Chapter 59



Chapter 59

We are like a donkey with a carrot hanging in front of its eyes, always tempted to carry the burden and rush the way for others.

It's almost been three months. I've been looking for that damn inheritance for three months, dealing with lies-like intelligence, fighting with organizations of all sizes... I've been living like this for three months.

My mental state has always been unstable, and now it's even worse. I have dark circles like Ango, mentally I'm like Dazai Osamu, and I look as depressed as Odasaku.

Being so weak, I chose to sit leisurely in a 24-hour convenience store on a sunny day (dark and windy at night) to eat instant noodles.

When I squeezed the soda I bought, it made a "sizzling" sound as the bubbles burst, just like my mood, exploding again and again.

The night time is not for sleeping but for working. After finishing this bucket of instant noodles, I still have to find an organization to trouble...

Even a villain would want to take a break, and I'm not someone who particularly enjoys working.

The night is as dark as ink. The deserted night always makes people feel lonely. In a trance, I feel like a traveler sailing alone in the seabed called "night".

I have seen old ladies and grandfathers who chose to fight for their children at an advanced age. I have seen a group of little children who chose to take risks and run away in an effort to see their parents. I have seen brothers and sisters who supported each other to survive...

I have met many, many different kinds of people, and they are vivid in my memory.

Passing by and leaving.

Maybe we only met once, but it left unforgettable memories. My friends around me were also like this, passing by and leaving...

Dazai Osamu and I have been together for seven years, and I have also been away from that home for seven years. A few days ago, I received the news that my father had passed away, and my eldest sister became the head of the family. A few days after my father's death, my mother also died with a wail.

Because my eldest sister is a woman, this matter was made a bit of a big deal.

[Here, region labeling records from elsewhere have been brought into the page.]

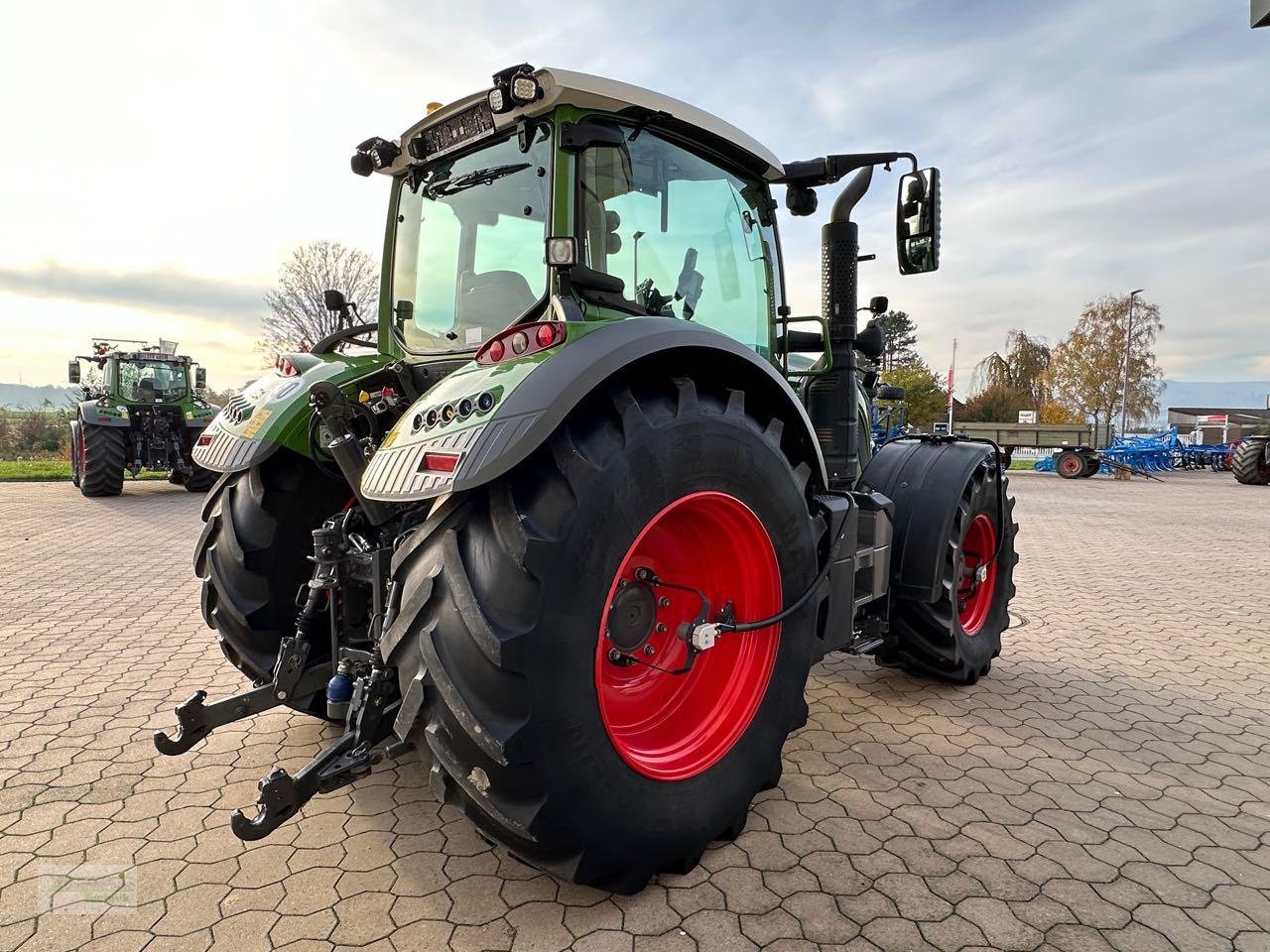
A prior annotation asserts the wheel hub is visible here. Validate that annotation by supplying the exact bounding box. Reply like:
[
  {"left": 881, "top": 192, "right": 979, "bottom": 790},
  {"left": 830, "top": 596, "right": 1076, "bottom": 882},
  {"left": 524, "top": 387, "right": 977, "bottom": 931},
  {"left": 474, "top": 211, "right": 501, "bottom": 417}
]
[{"left": 604, "top": 581, "right": 657, "bottom": 654}]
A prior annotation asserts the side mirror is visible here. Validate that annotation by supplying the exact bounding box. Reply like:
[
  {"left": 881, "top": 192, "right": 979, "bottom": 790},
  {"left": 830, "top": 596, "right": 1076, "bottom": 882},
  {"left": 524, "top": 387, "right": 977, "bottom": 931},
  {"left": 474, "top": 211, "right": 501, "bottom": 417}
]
[
  {"left": 321, "top": 289, "right": 348, "bottom": 313},
  {"left": 895, "top": 168, "right": 940, "bottom": 274},
  {"left": 854, "top": 321, "right": 886, "bottom": 361}
]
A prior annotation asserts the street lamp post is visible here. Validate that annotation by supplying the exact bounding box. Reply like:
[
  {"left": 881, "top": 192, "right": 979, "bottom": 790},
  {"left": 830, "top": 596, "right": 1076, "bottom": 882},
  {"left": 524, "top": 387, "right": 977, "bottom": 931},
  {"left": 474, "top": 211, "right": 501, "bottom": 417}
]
[{"left": 1120, "top": 289, "right": 1146, "bottom": 436}]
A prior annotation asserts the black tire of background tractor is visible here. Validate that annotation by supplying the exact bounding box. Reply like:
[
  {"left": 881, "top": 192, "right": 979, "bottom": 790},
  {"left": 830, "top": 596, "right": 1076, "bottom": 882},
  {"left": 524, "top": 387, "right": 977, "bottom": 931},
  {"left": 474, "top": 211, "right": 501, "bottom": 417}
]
[
  {"left": 80, "top": 426, "right": 127, "bottom": 496},
  {"left": 185, "top": 463, "right": 218, "bottom": 492},
  {"left": 1234, "top": 439, "right": 1270, "bottom": 486},
  {"left": 888, "top": 459, "right": 1019, "bottom": 684},
  {"left": 1054, "top": 449, "right": 1084, "bottom": 480},
  {"left": 71, "top": 420, "right": 83, "bottom": 486},
  {"left": 194, "top": 449, "right": 349, "bottom": 717},
  {"left": 381, "top": 378, "right": 816, "bottom": 893}
]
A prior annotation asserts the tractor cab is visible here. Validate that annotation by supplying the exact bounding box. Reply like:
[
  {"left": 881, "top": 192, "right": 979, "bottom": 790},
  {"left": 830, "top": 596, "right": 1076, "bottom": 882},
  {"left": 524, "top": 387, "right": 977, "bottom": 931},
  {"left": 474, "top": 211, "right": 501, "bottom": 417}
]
[{"left": 176, "top": 63, "right": 1016, "bottom": 892}]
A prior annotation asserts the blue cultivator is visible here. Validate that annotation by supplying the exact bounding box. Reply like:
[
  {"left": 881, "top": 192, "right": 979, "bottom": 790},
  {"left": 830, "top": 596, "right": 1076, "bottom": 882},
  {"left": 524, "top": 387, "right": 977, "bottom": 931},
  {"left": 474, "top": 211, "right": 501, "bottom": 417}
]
[{"left": 1034, "top": 426, "right": 1230, "bottom": 476}]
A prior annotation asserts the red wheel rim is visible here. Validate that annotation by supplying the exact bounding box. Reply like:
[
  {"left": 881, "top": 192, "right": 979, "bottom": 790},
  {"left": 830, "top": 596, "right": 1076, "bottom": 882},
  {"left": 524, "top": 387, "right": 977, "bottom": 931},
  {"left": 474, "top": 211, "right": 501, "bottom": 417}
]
[
  {"left": 595, "top": 491, "right": 781, "bottom": 780},
  {"left": 956, "top": 513, "right": 997, "bottom": 635}
]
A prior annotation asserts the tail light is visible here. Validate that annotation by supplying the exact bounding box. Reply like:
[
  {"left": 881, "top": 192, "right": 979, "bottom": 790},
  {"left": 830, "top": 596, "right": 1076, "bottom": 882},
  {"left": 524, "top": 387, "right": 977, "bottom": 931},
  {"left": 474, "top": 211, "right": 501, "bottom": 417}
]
[
  {"left": 476, "top": 321, "right": 568, "bottom": 363},
  {"left": 419, "top": 453, "right": 458, "bottom": 472}
]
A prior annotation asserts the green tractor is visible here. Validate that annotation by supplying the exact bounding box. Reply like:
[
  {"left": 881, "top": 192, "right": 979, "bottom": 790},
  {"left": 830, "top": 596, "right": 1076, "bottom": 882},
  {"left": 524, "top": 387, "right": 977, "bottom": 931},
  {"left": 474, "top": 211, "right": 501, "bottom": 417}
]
[
  {"left": 166, "top": 64, "right": 1017, "bottom": 892},
  {"left": 67, "top": 339, "right": 219, "bottom": 496},
  {"left": 1230, "top": 435, "right": 1270, "bottom": 486}
]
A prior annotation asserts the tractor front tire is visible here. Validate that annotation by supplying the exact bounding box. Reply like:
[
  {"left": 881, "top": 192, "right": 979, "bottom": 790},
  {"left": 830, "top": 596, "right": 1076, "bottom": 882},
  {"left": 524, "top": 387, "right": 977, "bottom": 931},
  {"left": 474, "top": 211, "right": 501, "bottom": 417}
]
[
  {"left": 1054, "top": 449, "right": 1084, "bottom": 480},
  {"left": 78, "top": 424, "right": 128, "bottom": 496},
  {"left": 183, "top": 463, "right": 221, "bottom": 493},
  {"left": 886, "top": 453, "right": 1016, "bottom": 684},
  {"left": 1230, "top": 439, "right": 1270, "bottom": 486},
  {"left": 381, "top": 378, "right": 817, "bottom": 893},
  {"left": 194, "top": 450, "right": 348, "bottom": 717}
]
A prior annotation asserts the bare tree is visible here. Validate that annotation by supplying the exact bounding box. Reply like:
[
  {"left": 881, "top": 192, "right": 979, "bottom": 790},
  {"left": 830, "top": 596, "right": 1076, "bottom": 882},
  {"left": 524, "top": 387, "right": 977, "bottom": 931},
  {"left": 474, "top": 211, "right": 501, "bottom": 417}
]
[
  {"left": 971, "top": 327, "right": 1053, "bottom": 410},
  {"left": 258, "top": 241, "right": 380, "bottom": 354},
  {"left": 1047, "top": 295, "right": 1165, "bottom": 438}
]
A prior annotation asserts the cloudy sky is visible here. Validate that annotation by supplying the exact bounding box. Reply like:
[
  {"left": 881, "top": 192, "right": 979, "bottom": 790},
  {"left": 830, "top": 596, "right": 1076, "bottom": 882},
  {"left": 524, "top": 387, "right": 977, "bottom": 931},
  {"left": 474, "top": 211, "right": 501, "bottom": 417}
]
[{"left": 0, "top": 0, "right": 1270, "bottom": 391}]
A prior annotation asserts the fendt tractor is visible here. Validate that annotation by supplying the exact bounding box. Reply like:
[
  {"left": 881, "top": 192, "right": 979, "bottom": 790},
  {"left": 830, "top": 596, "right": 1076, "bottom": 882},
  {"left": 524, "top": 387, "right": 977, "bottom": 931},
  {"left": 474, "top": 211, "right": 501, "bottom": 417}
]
[
  {"left": 67, "top": 339, "right": 219, "bottom": 496},
  {"left": 166, "top": 64, "right": 1016, "bottom": 892},
  {"left": 1230, "top": 436, "right": 1270, "bottom": 486}
]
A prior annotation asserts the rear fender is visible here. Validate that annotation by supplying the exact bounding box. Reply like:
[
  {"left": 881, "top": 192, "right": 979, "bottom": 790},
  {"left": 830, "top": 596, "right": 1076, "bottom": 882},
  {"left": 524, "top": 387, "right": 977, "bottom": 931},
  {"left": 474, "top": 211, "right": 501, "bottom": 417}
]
[
  {"left": 362, "top": 317, "right": 825, "bottom": 502},
  {"left": 860, "top": 438, "right": 994, "bottom": 602}
]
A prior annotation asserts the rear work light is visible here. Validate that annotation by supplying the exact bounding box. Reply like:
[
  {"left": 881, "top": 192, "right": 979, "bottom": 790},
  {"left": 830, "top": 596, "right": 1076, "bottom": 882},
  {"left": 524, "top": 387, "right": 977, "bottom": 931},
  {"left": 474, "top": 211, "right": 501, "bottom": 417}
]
[
  {"left": 419, "top": 453, "right": 458, "bottom": 472},
  {"left": 476, "top": 321, "right": 568, "bottom": 363}
]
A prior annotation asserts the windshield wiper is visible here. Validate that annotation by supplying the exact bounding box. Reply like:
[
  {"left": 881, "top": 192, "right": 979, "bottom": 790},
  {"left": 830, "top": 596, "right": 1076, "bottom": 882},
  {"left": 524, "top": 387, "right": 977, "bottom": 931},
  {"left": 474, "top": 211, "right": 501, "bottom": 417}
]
[{"left": 423, "top": 163, "right": 532, "bottom": 198}]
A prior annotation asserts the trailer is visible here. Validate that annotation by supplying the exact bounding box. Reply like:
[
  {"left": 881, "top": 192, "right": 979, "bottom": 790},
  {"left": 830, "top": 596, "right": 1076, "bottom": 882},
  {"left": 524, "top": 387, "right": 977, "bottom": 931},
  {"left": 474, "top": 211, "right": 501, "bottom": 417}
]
[{"left": 953, "top": 422, "right": 1111, "bottom": 479}]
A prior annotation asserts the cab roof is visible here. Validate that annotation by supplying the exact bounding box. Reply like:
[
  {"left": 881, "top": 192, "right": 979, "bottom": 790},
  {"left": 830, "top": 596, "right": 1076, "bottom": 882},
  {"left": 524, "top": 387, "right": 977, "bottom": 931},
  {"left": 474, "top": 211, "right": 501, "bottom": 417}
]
[{"left": 391, "top": 67, "right": 785, "bottom": 181}]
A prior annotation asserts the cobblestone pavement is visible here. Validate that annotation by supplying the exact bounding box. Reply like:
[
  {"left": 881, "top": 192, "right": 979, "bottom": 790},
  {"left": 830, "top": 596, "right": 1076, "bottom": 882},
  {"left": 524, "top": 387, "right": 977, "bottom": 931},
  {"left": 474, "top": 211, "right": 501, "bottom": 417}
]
[{"left": 0, "top": 473, "right": 1270, "bottom": 952}]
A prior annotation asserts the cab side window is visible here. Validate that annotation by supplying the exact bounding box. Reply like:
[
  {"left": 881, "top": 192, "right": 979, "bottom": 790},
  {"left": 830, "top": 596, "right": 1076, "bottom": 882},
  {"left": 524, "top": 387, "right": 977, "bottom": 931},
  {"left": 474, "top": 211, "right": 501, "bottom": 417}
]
[{"left": 579, "top": 130, "right": 775, "bottom": 355}]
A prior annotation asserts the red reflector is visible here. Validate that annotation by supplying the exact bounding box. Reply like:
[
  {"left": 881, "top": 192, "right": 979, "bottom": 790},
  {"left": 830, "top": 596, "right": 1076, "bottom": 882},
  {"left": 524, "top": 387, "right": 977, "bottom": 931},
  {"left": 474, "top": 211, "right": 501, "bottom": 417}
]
[{"left": 419, "top": 453, "right": 458, "bottom": 472}]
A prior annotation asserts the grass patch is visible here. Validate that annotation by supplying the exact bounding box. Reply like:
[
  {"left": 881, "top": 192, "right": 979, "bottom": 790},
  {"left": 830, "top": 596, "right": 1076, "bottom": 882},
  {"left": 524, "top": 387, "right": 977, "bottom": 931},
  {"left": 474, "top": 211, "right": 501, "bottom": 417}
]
[{"left": 0, "top": 459, "right": 168, "bottom": 482}]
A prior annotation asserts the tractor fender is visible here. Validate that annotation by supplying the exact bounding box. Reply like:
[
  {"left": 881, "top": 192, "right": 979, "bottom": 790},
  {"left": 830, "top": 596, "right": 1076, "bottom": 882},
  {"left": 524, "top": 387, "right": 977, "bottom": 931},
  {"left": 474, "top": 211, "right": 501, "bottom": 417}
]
[
  {"left": 861, "top": 438, "right": 993, "bottom": 602},
  {"left": 78, "top": 400, "right": 132, "bottom": 426},
  {"left": 361, "top": 317, "right": 826, "bottom": 502}
]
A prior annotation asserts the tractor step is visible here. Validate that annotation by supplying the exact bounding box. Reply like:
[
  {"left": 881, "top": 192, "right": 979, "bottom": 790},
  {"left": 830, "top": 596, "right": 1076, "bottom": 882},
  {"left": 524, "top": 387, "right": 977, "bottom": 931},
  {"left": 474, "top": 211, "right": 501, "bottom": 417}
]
[{"left": 154, "top": 638, "right": 330, "bottom": 757}]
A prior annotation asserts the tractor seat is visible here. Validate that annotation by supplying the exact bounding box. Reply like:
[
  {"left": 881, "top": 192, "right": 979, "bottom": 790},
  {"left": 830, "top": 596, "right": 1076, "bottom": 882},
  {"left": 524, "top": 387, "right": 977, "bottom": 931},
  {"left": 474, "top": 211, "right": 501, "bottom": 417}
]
[{"left": 454, "top": 272, "right": 537, "bottom": 327}]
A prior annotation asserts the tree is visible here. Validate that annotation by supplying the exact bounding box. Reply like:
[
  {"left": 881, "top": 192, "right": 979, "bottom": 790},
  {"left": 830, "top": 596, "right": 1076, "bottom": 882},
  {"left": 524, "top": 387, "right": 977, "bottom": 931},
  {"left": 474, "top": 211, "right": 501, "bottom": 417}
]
[
  {"left": 877, "top": 311, "right": 920, "bottom": 371},
  {"left": 1047, "top": 295, "right": 1165, "bottom": 438},
  {"left": 957, "top": 384, "right": 1036, "bottom": 422},
  {"left": 258, "top": 241, "right": 378, "bottom": 354},
  {"left": 966, "top": 327, "right": 1053, "bottom": 411},
  {"left": 881, "top": 357, "right": 949, "bottom": 426}
]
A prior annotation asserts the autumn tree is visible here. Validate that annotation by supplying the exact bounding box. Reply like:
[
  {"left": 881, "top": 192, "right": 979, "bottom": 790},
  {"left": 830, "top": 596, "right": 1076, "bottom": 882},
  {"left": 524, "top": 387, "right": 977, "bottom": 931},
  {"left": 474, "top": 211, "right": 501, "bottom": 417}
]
[
  {"left": 957, "top": 382, "right": 1036, "bottom": 422},
  {"left": 1047, "top": 295, "right": 1165, "bottom": 431},
  {"left": 877, "top": 311, "right": 921, "bottom": 371},
  {"left": 259, "top": 241, "right": 378, "bottom": 354},
  {"left": 879, "top": 357, "right": 949, "bottom": 426},
  {"left": 966, "top": 327, "right": 1053, "bottom": 411}
]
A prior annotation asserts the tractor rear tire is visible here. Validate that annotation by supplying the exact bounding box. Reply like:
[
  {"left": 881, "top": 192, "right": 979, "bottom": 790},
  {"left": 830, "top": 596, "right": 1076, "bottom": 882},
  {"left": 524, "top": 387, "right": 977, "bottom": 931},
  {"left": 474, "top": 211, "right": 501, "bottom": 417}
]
[
  {"left": 381, "top": 378, "right": 817, "bottom": 893},
  {"left": 78, "top": 425, "right": 127, "bottom": 496},
  {"left": 183, "top": 463, "right": 221, "bottom": 493},
  {"left": 1230, "top": 439, "right": 1270, "bottom": 486},
  {"left": 194, "top": 450, "right": 348, "bottom": 717},
  {"left": 71, "top": 420, "right": 83, "bottom": 488},
  {"left": 886, "top": 453, "right": 1016, "bottom": 684},
  {"left": 1054, "top": 449, "right": 1084, "bottom": 480}
]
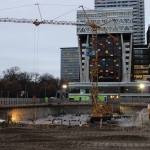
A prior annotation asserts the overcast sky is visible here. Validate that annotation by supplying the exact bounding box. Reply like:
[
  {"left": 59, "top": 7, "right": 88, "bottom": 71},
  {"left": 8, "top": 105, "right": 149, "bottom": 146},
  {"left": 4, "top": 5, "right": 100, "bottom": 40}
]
[{"left": 0, "top": 0, "right": 150, "bottom": 78}]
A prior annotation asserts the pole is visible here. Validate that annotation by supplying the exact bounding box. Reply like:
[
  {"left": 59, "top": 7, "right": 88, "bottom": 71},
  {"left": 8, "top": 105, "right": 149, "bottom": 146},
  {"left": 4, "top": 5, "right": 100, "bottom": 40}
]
[
  {"left": 100, "top": 118, "right": 102, "bottom": 129},
  {"left": 1, "top": 91, "right": 3, "bottom": 104},
  {"left": 45, "top": 84, "right": 46, "bottom": 98},
  {"left": 25, "top": 83, "right": 26, "bottom": 98}
]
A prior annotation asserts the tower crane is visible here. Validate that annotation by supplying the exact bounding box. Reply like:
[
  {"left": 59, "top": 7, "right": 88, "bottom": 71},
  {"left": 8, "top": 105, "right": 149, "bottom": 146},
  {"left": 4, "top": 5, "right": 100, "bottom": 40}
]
[
  {"left": 0, "top": 6, "right": 118, "bottom": 123},
  {"left": 80, "top": 6, "right": 118, "bottom": 122}
]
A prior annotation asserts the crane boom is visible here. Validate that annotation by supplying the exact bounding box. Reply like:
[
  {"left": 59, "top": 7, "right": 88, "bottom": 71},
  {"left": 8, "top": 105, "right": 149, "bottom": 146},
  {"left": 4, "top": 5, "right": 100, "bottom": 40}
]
[
  {"left": 0, "top": 18, "right": 85, "bottom": 26},
  {"left": 0, "top": 18, "right": 116, "bottom": 27}
]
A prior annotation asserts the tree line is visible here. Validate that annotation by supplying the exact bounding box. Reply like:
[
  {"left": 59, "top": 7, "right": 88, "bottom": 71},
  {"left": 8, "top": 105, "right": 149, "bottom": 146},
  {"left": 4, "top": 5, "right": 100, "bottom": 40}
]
[{"left": 0, "top": 67, "right": 65, "bottom": 98}]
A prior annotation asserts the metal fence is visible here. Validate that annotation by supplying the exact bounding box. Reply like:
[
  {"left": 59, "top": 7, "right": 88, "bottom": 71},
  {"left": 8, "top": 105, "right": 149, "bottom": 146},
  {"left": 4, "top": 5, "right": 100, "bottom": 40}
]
[{"left": 0, "top": 98, "right": 150, "bottom": 106}]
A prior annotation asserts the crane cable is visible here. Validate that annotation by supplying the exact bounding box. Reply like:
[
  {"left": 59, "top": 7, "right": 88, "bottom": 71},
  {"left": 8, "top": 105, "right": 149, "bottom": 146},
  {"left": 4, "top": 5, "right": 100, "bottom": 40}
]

Now with the advent of mobile phones, news spreads quite quickly. Also, since I paid some attention to the Tsushima family, I naturally knew about it.

I'm not surprised at all that my eldest sister became the head of the family. Compared to those people in the Tsushima family who are just famous for their appearance but are actually corrupt, she can be said to be quite outstanding.

But my father is dead...

It was said that the illness he had suffered in previous years had worn down his health and there had been no improvement. In the past two years, he had been lying in bed and taking medicine all day long.

When I was still at the Tsushima family, he should have been in good health, but he was busy taking care of household affairs all day long, and I think it was during that time that he got hurt.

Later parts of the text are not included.